I open my eyes. Flint turns and heads back up the bank. I’m not finished yet, though. I have another garland in my hand. Not many people know who it’s for because not many people would understand. They didn’t know him before everything turned bad. They didn’t know the real Nate. By the strike of the sword, and the death of innocence, evil will be laid to rest. Nate was the ‘innocence.’ I figured that out the moment Tharros’ power lifted from him and the real Nate looked down at me. Lost. Confused. Alone.
I always told myself I never loved him. I told myself I didn’t know him long enough. But I realized, in that last moment before it was all over, that in some way I did. Not like I love Ryn, but a different kind of love. The kind that arrives swiftly like a gust of wind, turns everything topsy-turvy, and is gone moments later.
I whisper once more to him the words that can never make up for everything. “I’m sorry.” Then I lean down and place the garland carefully on the water. I watch as it travels magically, inexplicably, against the current. I keep watching until both his
and Tora’s garlands disappear into the thundering falls.
I straighten and look across to the other side of the river. Among the many fae there, I see Em and Max laying flowers in a canoe beside Fin. I didn’t know him all that well, but I get the feeling he’s far more at peace now than he would have been if he’d survived this. Jamon is there too, standing in water up to his waist as he gets ready to slide the canoe carrying his father away. Asim fought hard, but reptiscillan magic isn’t as strong as faerie magic. He couldn’t survive being stabbed. His wife, Jamon’s mother, stands on the bank just behind her son. She looks across the water at me. She gives me a sad smile and inclines her head ever so slightly.
I return the nod. “We did it,” I whisper.
I turn and shift my gaze up the bank. My father is there, standing beside Ryn and his mother. I thought she’d be happy to find out Dad’s still alive—after all, they were friends for many years—but it turned out she was rather angry. I kind of feel like there’s something I missed there, but I’m not letting it bother me. I know she’ll forgive him. She’s already softening.
I want to give her another hug and thank her again. I could probably thank her every day for the rest of my life and it wouldn’t be enough. She endured so much to make sure we didn’t lose this fight. When we gave her the cure and it worked, she could have easily come back with us. Instead, she hid her bare palm, stole Em’s bag of cures, and walked back into the heart of it all. She lived a lie right under Draven’s nose, with a faked mark on her palm and thoughts of treason in her heart.

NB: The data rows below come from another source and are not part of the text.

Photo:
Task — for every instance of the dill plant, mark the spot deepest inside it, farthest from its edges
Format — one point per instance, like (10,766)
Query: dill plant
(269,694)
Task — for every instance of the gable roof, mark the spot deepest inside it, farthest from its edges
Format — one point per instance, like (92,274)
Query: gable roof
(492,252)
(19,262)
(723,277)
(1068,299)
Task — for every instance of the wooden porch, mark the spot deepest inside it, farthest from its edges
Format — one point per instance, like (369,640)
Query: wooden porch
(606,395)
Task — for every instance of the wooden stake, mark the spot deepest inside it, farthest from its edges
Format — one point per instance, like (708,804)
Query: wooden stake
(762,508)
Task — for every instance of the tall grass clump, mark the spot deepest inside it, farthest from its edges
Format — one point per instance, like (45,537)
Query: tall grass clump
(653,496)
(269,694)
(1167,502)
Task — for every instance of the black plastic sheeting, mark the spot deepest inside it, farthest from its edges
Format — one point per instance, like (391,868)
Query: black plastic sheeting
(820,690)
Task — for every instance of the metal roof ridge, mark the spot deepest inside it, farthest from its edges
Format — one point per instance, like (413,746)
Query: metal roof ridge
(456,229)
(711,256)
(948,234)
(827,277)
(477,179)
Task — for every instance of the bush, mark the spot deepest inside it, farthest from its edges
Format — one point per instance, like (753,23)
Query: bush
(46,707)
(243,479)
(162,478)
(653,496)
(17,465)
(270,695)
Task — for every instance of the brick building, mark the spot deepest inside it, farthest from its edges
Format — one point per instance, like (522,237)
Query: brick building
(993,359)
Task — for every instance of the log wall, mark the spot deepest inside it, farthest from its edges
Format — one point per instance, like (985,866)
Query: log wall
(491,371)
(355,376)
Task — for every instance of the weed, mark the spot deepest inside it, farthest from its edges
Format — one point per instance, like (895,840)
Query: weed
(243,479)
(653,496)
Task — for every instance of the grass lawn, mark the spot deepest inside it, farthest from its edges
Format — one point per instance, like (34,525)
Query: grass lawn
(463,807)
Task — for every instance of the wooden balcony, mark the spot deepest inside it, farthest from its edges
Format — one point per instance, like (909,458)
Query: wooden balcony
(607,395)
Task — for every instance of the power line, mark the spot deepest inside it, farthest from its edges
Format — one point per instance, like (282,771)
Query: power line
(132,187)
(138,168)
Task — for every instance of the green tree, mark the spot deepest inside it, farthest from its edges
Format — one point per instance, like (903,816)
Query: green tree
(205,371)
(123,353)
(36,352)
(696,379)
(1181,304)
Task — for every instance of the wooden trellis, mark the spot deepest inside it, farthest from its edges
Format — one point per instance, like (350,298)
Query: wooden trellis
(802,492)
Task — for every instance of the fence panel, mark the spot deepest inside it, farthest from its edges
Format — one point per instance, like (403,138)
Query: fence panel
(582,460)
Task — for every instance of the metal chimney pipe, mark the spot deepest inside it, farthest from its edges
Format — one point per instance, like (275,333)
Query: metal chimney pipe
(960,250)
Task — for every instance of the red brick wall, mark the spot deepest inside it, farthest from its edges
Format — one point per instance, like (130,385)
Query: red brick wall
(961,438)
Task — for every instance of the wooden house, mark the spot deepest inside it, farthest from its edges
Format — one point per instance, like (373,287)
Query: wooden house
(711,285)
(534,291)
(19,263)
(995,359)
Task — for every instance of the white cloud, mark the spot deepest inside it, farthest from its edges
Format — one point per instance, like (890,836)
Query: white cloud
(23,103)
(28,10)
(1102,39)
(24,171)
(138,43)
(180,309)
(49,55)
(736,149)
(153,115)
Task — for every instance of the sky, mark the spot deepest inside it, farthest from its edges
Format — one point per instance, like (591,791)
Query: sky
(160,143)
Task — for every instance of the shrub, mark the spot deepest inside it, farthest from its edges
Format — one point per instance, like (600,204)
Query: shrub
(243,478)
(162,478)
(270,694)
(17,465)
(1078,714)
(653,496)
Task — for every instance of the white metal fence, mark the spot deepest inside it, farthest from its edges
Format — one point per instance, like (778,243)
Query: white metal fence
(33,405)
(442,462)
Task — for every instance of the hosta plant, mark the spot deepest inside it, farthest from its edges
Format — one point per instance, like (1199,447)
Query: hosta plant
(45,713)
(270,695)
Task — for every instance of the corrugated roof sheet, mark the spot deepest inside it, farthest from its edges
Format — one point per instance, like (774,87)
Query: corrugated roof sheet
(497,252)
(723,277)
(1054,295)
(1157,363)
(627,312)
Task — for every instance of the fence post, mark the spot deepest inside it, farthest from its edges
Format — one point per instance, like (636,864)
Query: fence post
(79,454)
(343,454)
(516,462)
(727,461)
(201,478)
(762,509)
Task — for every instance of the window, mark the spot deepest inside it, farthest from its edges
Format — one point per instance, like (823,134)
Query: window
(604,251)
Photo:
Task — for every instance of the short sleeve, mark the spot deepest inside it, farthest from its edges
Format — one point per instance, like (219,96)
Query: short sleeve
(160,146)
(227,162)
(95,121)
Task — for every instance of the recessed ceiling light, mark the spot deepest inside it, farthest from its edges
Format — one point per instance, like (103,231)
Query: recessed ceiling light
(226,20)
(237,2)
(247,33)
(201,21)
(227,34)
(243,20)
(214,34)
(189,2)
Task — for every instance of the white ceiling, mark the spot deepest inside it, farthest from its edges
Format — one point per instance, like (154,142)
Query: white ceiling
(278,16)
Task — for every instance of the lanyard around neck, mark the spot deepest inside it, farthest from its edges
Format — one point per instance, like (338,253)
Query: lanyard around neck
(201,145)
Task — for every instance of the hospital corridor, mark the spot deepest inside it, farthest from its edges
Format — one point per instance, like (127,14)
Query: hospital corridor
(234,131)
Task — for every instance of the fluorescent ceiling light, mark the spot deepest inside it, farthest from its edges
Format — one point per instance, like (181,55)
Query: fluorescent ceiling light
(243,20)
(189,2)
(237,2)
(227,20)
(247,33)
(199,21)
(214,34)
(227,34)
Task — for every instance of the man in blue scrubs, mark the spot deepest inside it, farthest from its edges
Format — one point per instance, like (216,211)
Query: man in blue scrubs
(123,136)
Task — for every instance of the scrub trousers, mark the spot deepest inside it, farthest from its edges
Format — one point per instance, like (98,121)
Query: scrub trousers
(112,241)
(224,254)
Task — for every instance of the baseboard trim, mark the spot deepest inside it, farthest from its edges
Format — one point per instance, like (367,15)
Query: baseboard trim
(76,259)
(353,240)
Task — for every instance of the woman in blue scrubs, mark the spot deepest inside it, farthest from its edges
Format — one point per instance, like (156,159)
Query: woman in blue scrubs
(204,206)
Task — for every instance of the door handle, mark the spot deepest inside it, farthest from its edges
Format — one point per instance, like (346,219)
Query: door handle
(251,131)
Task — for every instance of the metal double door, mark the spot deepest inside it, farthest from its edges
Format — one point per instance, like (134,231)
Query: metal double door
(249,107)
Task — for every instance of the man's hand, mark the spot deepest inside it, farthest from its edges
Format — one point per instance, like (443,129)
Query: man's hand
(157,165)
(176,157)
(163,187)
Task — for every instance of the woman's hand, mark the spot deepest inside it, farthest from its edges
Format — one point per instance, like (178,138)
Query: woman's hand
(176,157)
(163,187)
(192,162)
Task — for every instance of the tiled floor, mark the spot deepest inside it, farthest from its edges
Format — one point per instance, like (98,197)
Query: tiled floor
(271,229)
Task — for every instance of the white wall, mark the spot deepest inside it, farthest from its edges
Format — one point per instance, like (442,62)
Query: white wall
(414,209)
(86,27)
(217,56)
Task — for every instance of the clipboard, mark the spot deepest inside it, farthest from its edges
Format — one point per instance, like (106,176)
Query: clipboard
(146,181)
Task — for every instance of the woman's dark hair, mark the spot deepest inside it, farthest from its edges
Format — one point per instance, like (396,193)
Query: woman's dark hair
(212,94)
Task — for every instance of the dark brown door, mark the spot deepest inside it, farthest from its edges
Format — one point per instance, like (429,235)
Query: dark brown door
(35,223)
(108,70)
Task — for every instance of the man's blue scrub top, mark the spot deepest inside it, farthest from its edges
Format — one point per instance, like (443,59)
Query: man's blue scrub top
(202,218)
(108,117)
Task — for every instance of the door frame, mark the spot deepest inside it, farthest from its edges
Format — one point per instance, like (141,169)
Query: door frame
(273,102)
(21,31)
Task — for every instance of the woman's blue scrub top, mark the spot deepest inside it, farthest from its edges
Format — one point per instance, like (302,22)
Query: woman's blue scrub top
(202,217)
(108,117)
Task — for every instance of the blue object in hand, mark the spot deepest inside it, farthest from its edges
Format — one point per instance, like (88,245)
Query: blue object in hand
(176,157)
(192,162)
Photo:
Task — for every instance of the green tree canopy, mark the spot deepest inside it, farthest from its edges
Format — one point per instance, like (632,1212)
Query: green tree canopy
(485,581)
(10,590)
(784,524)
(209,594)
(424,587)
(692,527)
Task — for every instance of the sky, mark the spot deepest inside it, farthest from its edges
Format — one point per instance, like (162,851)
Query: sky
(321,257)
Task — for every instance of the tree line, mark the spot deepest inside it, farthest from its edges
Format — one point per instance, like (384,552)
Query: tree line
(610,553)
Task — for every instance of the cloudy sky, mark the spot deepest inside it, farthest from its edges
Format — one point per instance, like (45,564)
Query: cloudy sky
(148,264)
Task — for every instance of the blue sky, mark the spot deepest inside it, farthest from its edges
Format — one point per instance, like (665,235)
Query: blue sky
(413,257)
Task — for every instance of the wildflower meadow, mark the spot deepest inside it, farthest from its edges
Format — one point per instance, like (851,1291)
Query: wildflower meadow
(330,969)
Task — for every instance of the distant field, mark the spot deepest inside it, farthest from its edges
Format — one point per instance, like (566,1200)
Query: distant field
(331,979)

It terrifies me to think what would have happened if she hadn’t been there to cure Ryn and Tilly. I usually stop my thoughts at this point because the world becomes a dark and bleak place when I consider the future that might have been.
I climb the bank, and Ryn pulls me against his chest as I turn back to face the river. He wraps his arms around me and rests his chin on my shoulder. I lean back and stare up at the sky. Draven’s winter is gone, but real winter is almost on its way. Within hours of his death, the enchanted winter melted away, and Creepy Hollow forest began to heal itself. Shoots grew up and green leaves popped out. Then, as if suddenly remembering it was supposed to be autumn, they turned orange, red, and gold overnight. I expect they’ll fall in another few days, but for now everything feels rich and warm.